The LDS Church is named in the suit because it was supposedly "obvious" that Summers had an unusual affection for children, thus the church incurred a responsibility to keep Summers away from children.
Summers' parents are named in the suit because they are high-ranking members of the church, and should have seen the “red flags” about his behavior, even though according to the math, the abuse occurred after Summers turned 18 and became an emancipated adult, at which time his parents' legal authority over Summers would have ceased.
Summers and LDS Church representatives have not commented on the suit so far. Summers runs TCS Video and Photography in Newport Beach, and has been hired by a wide range of organizations and groups to photograph and videotape their events. In addition, Summers was an Orange County Sheriff’s Department reserve officer from 1996 to 2008; Finaldi claims the April 2008 suit is the reason why Summers is no longer a reserve officer.
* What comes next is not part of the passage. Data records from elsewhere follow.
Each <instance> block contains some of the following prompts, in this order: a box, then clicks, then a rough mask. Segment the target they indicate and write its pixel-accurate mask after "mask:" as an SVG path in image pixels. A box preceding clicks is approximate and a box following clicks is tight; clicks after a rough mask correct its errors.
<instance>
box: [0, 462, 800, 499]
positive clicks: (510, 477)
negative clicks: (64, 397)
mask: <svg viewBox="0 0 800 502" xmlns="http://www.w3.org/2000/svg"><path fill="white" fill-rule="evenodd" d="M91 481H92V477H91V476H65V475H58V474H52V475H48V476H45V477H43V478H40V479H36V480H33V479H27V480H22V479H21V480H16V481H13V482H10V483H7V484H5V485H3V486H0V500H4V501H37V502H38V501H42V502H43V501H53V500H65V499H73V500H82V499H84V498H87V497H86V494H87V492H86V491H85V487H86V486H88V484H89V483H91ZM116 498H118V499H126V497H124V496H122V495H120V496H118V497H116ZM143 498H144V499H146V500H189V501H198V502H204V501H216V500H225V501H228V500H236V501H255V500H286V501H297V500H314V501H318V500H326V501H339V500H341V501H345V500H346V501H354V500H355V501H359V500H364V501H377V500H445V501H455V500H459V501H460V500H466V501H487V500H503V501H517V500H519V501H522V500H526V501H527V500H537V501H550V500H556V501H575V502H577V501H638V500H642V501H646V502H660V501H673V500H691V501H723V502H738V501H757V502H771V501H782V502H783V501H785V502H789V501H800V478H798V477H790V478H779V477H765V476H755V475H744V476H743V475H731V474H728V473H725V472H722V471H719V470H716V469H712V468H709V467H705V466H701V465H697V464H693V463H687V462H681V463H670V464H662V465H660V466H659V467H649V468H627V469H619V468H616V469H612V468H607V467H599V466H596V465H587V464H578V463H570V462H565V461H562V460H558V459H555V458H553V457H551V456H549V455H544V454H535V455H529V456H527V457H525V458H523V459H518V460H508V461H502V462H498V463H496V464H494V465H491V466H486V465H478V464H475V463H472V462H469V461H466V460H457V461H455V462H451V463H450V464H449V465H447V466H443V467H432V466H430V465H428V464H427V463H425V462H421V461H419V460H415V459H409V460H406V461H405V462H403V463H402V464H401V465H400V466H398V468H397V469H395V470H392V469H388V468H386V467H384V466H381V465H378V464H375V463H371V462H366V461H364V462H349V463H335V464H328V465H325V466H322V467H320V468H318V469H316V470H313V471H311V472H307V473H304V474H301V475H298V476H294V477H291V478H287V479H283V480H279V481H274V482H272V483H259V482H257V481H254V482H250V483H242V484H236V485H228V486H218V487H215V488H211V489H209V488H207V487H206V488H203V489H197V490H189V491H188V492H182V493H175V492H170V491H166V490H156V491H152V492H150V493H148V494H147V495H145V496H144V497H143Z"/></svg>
It has not been reported whether or not John Doe ever sought redress through the criminal justice system; in a similar case involving Markeisha Kite in Chicago, Kite had earlier sought redress through the criminal justice system as well, but charges were never preferred.
The CM Press has not picked up on this story yet, but it is a quality blog discussing political issues applicable to the Costa Mesa-Newport Beach area since 2006. Worth the read.
The LDS Church most recently reiterated its policy on sexual abuse in November 2005. Simply put, it's zero tolerance. Members who believe they have been abused must alert their bishop or branch president. The bishop then counsels them and cooperates fully with law enforcement. Upon substantiation, the abuser is generally excommunicated from the Church, but without exception if its a child who is abused. If the excommunicant returns, a permanent annotation is placed in the individual's membership record to alert future ward leaders not to call the individual to a position involving unsupervised contact with children. The fact that the policy hasn't always been enforced doesn't mean it doesn't exist.
Analysis: Summers' parents should be able to get severed from the lawsuit, since it is improbable that they can be held responsible for the actions of a child after the child reaches the age of 18.
The question is whether or not the Church can also get severed from the lawsuit. Does the law dealing with the statute of limitations applies to the church as well as the alleged perpetrator. Because of a quirk in the law, the statute of limitations does not date back to the act itself, but dates back to three years after someone first "remembers" the act. The flip side is that it can render a person or the system hostage to someone's memory, which can easily be flawed. The controversial "recovered memory therapy" can easily implant false memories in people.
The fact that John Doe waited ten years after the last occurrence to litigate should weaken his case. Victims need to be encouraged to seek justice sooner. The fact that the memory may be "too painful" is no excuse not to seek justice expeditiously.